A response to Dorsey and Botha's 'From Hierarchy to Intelligence' — and what mid-market companies need to do before they flatten anything.
Last week Jack Dorsey and Roelof Botha published From Hierarchy to Intelligence, arguing that artificial intelligence can replace the 2,000-year-old coordination function that hierarchy has provided. They are correct.
The harder question is what to do about it.
Hierarchy Was Always Infrastructure
The central insight in the Block piece is easy to nod at and miss. Hierarchy is not an authority structure. It is an information routing protocol. The Roman decanus existed because eight soldiers in a tent needed someone to coordinate them. The Prussian General Staff existed because nineteenth-century armies could not move information fast enough without dedicated middle layers. Modern middle management exists for the same reason: human bandwidth limits required someone to aggregate context, route decisions, and translate strategy into execution.
Every prior attempt to flatten organizations failed at scale because no technology actually replaced what hierarchy was doing. Spotify squads, Holacracy, matrix structures: they all rearranged the chart without solving the coordination problem underneath.
AI is the first technology that genuinely can.
The Trap
A common pattern is already taking shape.
A senior leader reads the Block piece. They get excited. They announce a flatter structure. They eliminate a management layer. They deploy Claude or ChatGPT or Copilot to 'every employee.' They run a townhall about being AI-native.
Six months later, the meetings still exist. The status reports still get written. The decision queues still bottleneck on the same five executives. Productivity is marginally up because people are using AI as a faster typewriter. The intelligence layer that was supposed to replace coordination does not exist.
This is the trap. Block's vision is not about org charts. It is about replacing the operating model. If you flatten the structure without building the intelligence layer that makes flatness viable, you have not transformed anything. You have just removed the people who were holding the old system together.
Five Gates Between Hierarchy and Intelligence
The path is not a destination. It is five gates, each of which has to clear before the next one matters.
- Gate 1: Foundation. A real platform layer with SSO, RBAC, audit logging, observability, cost attribution. This is the boring infrastructure that determines whether AI gets used everywhere or stays in pockets. Without it, you cannot govern. Without governance, finance and security will shut you down within a quarter.

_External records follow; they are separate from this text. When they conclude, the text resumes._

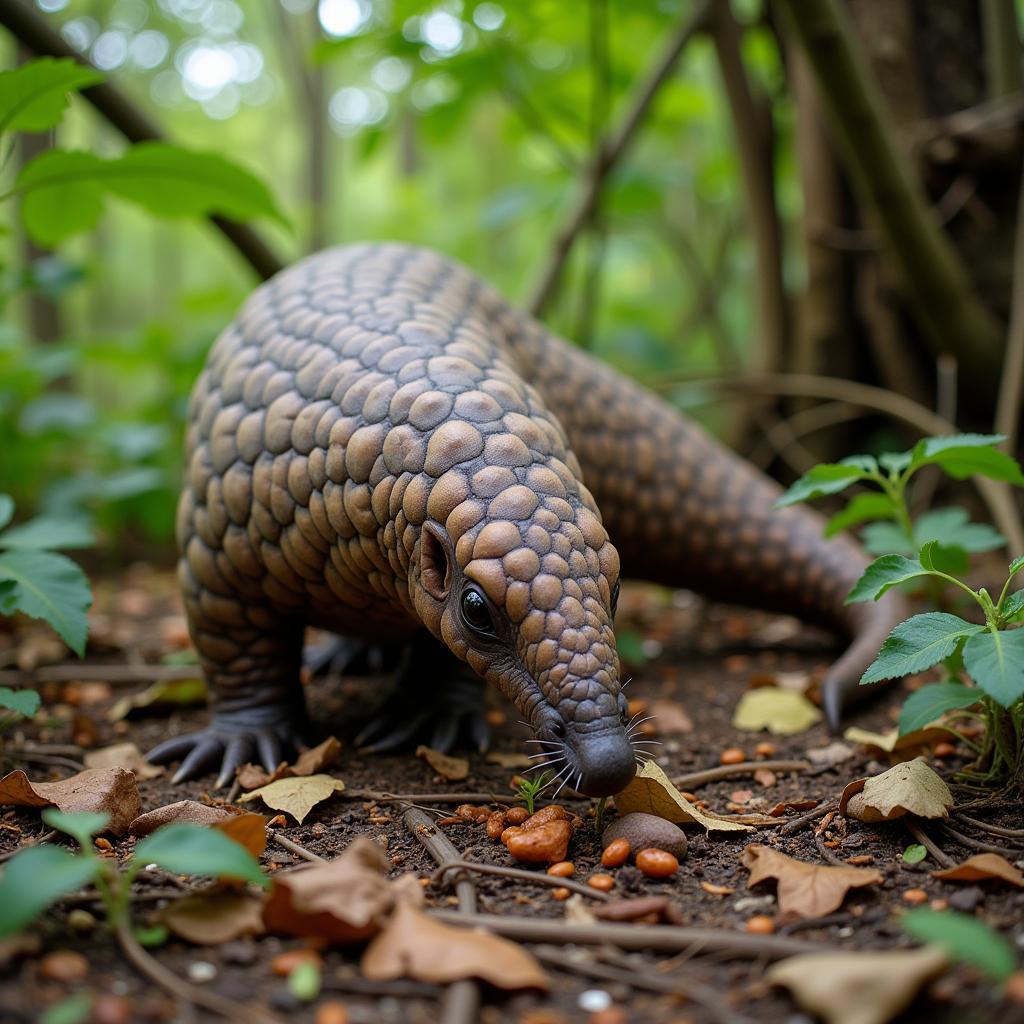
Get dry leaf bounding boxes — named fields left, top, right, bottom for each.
left=359, top=899, right=551, bottom=989
left=739, top=843, right=882, bottom=918
left=732, top=686, right=821, bottom=736
left=213, top=812, right=266, bottom=860
left=238, top=736, right=341, bottom=790
left=932, top=853, right=1024, bottom=889
left=416, top=743, right=469, bottom=782
left=160, top=889, right=264, bottom=946
left=128, top=800, right=236, bottom=836
left=106, top=679, right=209, bottom=722
left=615, top=761, right=750, bottom=831
left=839, top=758, right=953, bottom=821
left=650, top=700, right=693, bottom=733
left=767, top=946, right=946, bottom=1024
left=263, top=836, right=399, bottom=942
left=83, top=743, right=164, bottom=779
left=239, top=775, right=345, bottom=824
left=0, top=768, right=142, bottom=836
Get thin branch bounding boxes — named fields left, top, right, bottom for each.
left=777, top=0, right=1001, bottom=372
left=653, top=374, right=1024, bottom=552
left=0, top=0, right=284, bottom=280
left=526, top=0, right=710, bottom=316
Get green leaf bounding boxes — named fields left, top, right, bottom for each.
left=964, top=629, right=1024, bottom=708
left=15, top=142, right=288, bottom=245
left=0, top=686, right=42, bottom=718
left=901, top=907, right=1017, bottom=981
left=0, top=844, right=102, bottom=939
left=0, top=551, right=92, bottom=657
left=775, top=456, right=874, bottom=508
left=0, top=57, right=103, bottom=133
left=41, top=807, right=111, bottom=850
left=899, top=680, right=981, bottom=736
left=825, top=490, right=896, bottom=537
left=0, top=516, right=96, bottom=551
left=846, top=555, right=930, bottom=604
left=911, top=434, right=1024, bottom=486
left=860, top=611, right=984, bottom=685
left=132, top=824, right=270, bottom=888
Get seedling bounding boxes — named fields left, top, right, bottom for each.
left=0, top=808, right=269, bottom=939
left=516, top=771, right=557, bottom=814
left=778, top=434, right=1024, bottom=780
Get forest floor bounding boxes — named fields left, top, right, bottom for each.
left=0, top=567, right=1024, bottom=1024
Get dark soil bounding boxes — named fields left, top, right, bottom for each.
left=0, top=569, right=1024, bottom=1024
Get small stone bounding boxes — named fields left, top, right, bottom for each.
left=39, top=949, right=89, bottom=984
left=188, top=961, right=217, bottom=985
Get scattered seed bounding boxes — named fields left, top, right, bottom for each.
left=637, top=847, right=679, bottom=879
left=601, top=839, right=631, bottom=867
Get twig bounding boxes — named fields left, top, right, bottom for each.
left=903, top=814, right=956, bottom=867
left=266, top=828, right=327, bottom=864
left=649, top=374, right=1024, bottom=551
left=672, top=761, right=811, bottom=790
left=116, top=921, right=281, bottom=1024
left=404, top=808, right=480, bottom=1024
left=779, top=800, right=839, bottom=836
left=434, top=860, right=611, bottom=900
left=0, top=0, right=283, bottom=279
left=430, top=910, right=828, bottom=959
left=525, top=0, right=710, bottom=316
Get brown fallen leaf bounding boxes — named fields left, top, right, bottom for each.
left=160, top=889, right=265, bottom=946
left=767, top=946, right=946, bottom=1024
left=839, top=758, right=953, bottom=821
left=83, top=743, right=164, bottom=779
left=0, top=768, right=141, bottom=836
left=239, top=775, right=345, bottom=824
left=359, top=897, right=551, bottom=989
left=416, top=743, right=469, bottom=782
left=739, top=843, right=882, bottom=918
left=263, top=836, right=399, bottom=942
left=650, top=700, right=693, bottom=733
left=932, top=853, right=1024, bottom=889
left=614, top=761, right=750, bottom=831
left=128, top=800, right=236, bottom=839
left=238, top=736, right=341, bottom=790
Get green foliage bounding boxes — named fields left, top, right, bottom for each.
left=0, top=499, right=92, bottom=657
left=901, top=907, right=1017, bottom=981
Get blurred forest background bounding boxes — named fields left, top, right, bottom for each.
left=0, top=0, right=1024, bottom=553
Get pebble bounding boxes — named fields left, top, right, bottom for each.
left=39, top=949, right=89, bottom=983
left=188, top=961, right=217, bottom=985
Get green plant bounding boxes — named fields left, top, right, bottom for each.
left=0, top=808, right=269, bottom=939
left=516, top=771, right=558, bottom=814
left=778, top=434, right=1024, bottom=778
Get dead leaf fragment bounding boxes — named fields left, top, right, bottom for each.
left=739, top=843, right=882, bottom=918
left=263, top=836, right=399, bottom=942
left=839, top=758, right=953, bottom=821
left=160, top=889, right=265, bottom=946
left=128, top=800, right=234, bottom=836
left=732, top=686, right=821, bottom=736
left=614, top=761, right=750, bottom=831
left=932, top=853, right=1024, bottom=889
left=767, top=946, right=946, bottom=1024
left=359, top=899, right=551, bottom=989
left=0, top=768, right=142, bottom=836
left=416, top=743, right=469, bottom=782
left=239, top=775, right=345, bottom=824
left=83, top=743, right=164, bottom=779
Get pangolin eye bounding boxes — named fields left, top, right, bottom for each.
left=461, top=587, right=495, bottom=636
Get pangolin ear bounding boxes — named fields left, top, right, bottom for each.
left=420, top=521, right=452, bottom=601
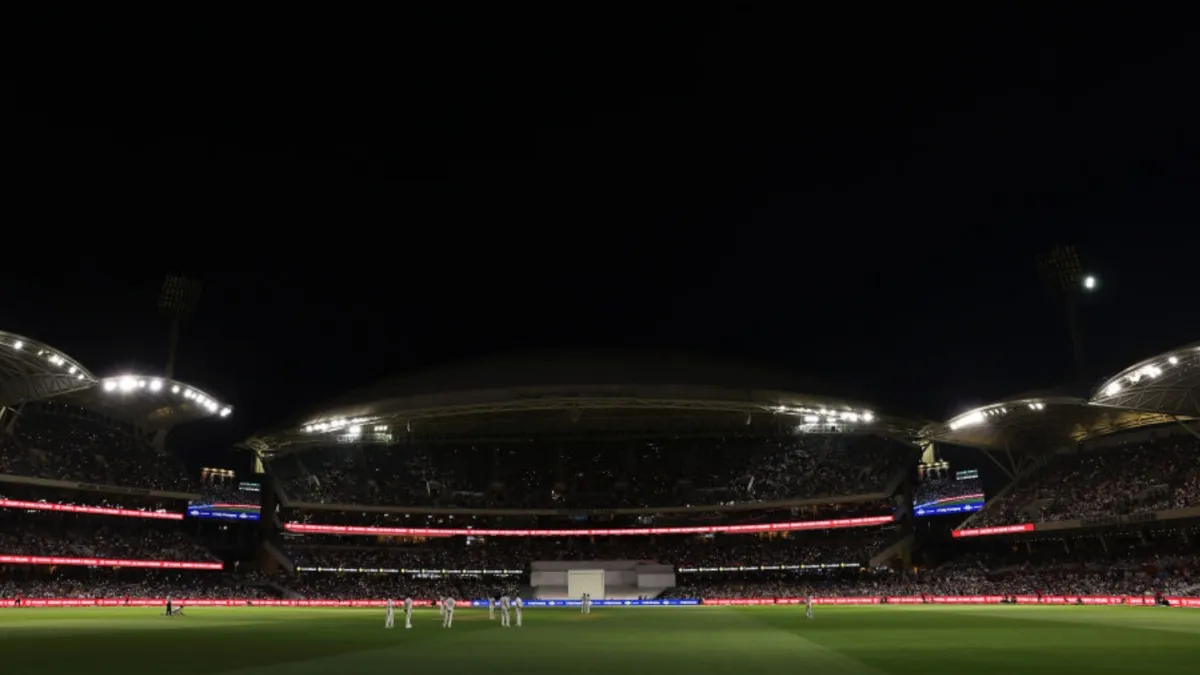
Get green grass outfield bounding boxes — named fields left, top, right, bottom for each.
left=0, top=605, right=1200, bottom=675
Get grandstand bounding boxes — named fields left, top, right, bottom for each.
left=925, top=345, right=1200, bottom=536
left=0, top=338, right=1200, bottom=603
left=0, top=333, right=232, bottom=598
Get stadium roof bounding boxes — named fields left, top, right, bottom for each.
left=246, top=351, right=923, bottom=452
left=0, top=331, right=96, bottom=406
left=58, top=375, right=233, bottom=430
left=1092, top=342, right=1200, bottom=417
left=923, top=395, right=1176, bottom=452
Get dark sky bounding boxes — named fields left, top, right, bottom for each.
left=9, top=7, right=1200, bottom=468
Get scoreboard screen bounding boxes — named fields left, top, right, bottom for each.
left=187, top=482, right=263, bottom=521
left=912, top=471, right=985, bottom=516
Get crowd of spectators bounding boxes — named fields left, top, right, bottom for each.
left=270, top=435, right=916, bottom=509
left=670, top=530, right=1200, bottom=598
left=286, top=528, right=899, bottom=569
left=0, top=483, right=177, bottom=513
left=277, top=573, right=508, bottom=601
left=0, top=402, right=196, bottom=492
left=0, top=568, right=262, bottom=599
left=288, top=500, right=896, bottom=530
left=0, top=510, right=215, bottom=562
left=970, top=435, right=1200, bottom=527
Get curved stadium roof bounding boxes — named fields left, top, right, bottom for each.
left=923, top=344, right=1200, bottom=452
left=0, top=331, right=96, bottom=406
left=1092, top=342, right=1200, bottom=417
left=67, top=375, right=233, bottom=430
left=247, top=350, right=920, bottom=450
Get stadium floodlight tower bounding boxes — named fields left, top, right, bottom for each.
left=1037, top=246, right=1099, bottom=382
left=158, top=275, right=203, bottom=380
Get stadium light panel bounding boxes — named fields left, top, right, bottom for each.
left=950, top=411, right=988, bottom=431
left=97, top=372, right=233, bottom=417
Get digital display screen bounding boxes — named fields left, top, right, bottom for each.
left=187, top=483, right=263, bottom=521
left=912, top=471, right=984, bottom=516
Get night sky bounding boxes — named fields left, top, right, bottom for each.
left=9, top=7, right=1200, bottom=473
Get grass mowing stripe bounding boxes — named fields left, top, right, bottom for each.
left=0, top=607, right=1200, bottom=675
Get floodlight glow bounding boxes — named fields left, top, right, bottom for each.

- Gate 2: Signal. Block calls it the company world model. The substance underneath is simpler: machine-readable artifacts of work. If your decisions live in meeting transcripts that nobody indexes, your priorities live in slide decks that nobody parses, and your operational state lives in dashboards that nobody connects, you have no signal. The intelligence layer needs something to be intelligent about.
- Gate 3: Composition. This is where MCP earns its keep. The hard part is not building one Claude integration. It is building dozens of tool-augmented workflows that compose existing systems into new capabilities without rewriting them. A sales workflow that pulls from CRM, email, and call transcripts to produce account intelligence is composition. A chatbot in your CRM is not.
- Gate 4: Edge. Block's most important sentence: 'A world model that can't touch the world is just a database.' The intelligence layer only matters if humans at the edge are using it to do real work and the work is feeding back into the system. This is an adoption problem, not a technology problem. If your team uses AI as a reference tool but executes the same way they did a year ago, the edge is dead.
- Gate 5: Trust. The hardest gate. Trust that the system has the right context. Trust that the model will not hallucinate into a contract or an outage. Trust that the audit trail is honest. Without trust, every output gets re-validated by a human, which means you have built an expensive layer of redundancy on top of your existing hierarchy. The org never actually flattens.
Each gate is a discipline. Companies that try to skip ahead build pilots that look impressive in a demo and collapse under production weight.
The Substrate Is Already Here
The unspoken assumption in the Block piece is that intelligence-as-infrastructure requires a multi-billion-dollar engineering investment. Block can afford that. The interesting question is whether anyone else needs to follow that path.
They do not.
Anthropic has shipped most of the substrate. Claude provides the reasoning core. The Model Context Protocol provides the integration fabric. Claude Code provides the agentic execution layer. Managed Agents provide the autonomous workflow runtime. The 1M context window means the entire company world model can fit in a single prompt for many use cases.
The work is no longer building the intelligence layer. It is composing it, governing it, and migrating into it. That is a meaningfully different problem than what Block solved, and it is solvable in months rather than years.
The companies that understand the difference will move first. The ones that read Dorsey and conclude they need to spend two years engineering their way to parity will spend those two years watching their competitors lap them.
We Are Not In Early Days
The framing matters. We are not in the early days of AI augmentation. We are in the late days of organizational hierarchy.
That distinction changes how you plan. If you think you are early, you wait. If you think the old model is ending, you move.
Block moved.
The question for everyone else is whether they understand the gates well enough to recognize what they are actually building.